In order to best understand
how to submit a query through MySQL for Python, it is important to
ensure you understand how to submit a query in MySQL itself. The
similarities between the two outnumber the differences, but the first
may seem confusing if you don't properly understand the second.
MySQL statements have a basic
structure. In following a set structure, they are formed like natural
language statements. Being a computer program, it understandably
responds very poorly to informational statements and only moderately
well to questions. Almost all MySQL statements have an imperatival tone,
expressing your command. This is reflective of the client-server
relationship. The computer is the servant who exists to do the bidding
of yourself as the client or, if you prefer, master.
The syntactic structure of a
simple MySQL statement is not that different from the language you use
every day. Where English would have:
MySQL would need to hear:
Let's look at the MySQL statement, comparing it to the English in detail.
SELECT
MySQL does not support natural language searching like Give me.

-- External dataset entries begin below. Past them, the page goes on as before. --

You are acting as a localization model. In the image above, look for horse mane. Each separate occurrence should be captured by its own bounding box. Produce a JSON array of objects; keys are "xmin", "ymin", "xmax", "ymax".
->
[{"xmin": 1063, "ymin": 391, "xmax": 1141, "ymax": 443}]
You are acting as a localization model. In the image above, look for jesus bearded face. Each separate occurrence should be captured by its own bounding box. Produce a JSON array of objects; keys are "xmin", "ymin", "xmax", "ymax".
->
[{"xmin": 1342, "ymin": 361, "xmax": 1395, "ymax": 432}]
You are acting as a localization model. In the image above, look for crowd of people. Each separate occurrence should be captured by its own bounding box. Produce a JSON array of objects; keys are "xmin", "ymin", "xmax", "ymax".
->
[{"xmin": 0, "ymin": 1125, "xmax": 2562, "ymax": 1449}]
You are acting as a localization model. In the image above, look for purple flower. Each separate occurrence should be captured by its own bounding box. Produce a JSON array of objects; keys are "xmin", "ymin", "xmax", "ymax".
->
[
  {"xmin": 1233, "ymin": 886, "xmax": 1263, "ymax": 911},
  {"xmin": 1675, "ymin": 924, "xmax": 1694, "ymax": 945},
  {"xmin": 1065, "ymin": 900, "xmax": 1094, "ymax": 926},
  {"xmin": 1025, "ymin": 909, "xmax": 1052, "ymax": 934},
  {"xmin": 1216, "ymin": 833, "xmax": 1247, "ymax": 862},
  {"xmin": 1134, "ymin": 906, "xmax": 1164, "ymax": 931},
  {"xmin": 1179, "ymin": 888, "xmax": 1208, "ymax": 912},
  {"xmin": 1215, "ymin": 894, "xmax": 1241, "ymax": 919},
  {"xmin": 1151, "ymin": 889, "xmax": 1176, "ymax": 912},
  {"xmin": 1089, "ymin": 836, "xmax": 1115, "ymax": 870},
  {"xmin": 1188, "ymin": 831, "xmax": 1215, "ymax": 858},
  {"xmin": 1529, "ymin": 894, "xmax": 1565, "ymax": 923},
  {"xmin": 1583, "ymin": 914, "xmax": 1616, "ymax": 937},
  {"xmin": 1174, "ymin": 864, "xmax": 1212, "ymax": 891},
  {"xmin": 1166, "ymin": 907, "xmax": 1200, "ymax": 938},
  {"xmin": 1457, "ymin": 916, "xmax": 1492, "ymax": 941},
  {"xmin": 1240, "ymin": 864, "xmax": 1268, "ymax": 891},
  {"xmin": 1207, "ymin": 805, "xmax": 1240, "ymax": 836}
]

Rather, like other programming languages including Python, MySQL has a
set of reserved key words. These are largely single synonyms for common,
core actions. For data retrieval, the key word is SELECT. It could have been GIMME or any of a score of similar ways of saying the same thing, but MySQL is consonant with the Zen of Python:
There should be one—and preferably only one—obvious way to do it
Therefore, the MySQL developers
settled on a single keyword—one that just happens to be
compliant with the SQL standard.
* (asterisk)
Being read up on your regular
expressions, I am sure you recognize this universal quantifier. While it
is one of the most commonly used, MySQL supports several metacharacters
that you can use to nuance your searches.
MySQL supports
different kinds of metacharacters in different contexts. The following
is a full list of metacharacters. (Note that not all of them may be
supported in a given situation.)
.: To match any single character
?: To match zero or one character
*: To match zero or more characters
+: To match one or more characters
{n}: To match an expression n times
{m,n}: To match an expression a minimum of m and a maximum of n times
{n,}: To match an expression n or more times
^: Indicates the bit-level indicator at the beginning of a line
$: Indicates the bit-level indicator at the end of a line
[[:<:]]: To match the beginning of words
[[:>:]]: To match the ending of words
[:class:]: To match a character class
[:alpha:]: For letters
[:space:]: For whitespace
[:punct:]: For punctuation
[:upper:]: For upper case letters
[abc]: To match one of the enclosed characters
[^xyz]: To match any character other than those enclosed
|: Separates alternatives within an expression
In the case of the SELECT command, the asterisk is the only metacharacter supported. In addition to the asterisk, however, SELECT also supports several arguments used to quantify results:
ALL: All matching rows (synonymous to using an asterisk (*)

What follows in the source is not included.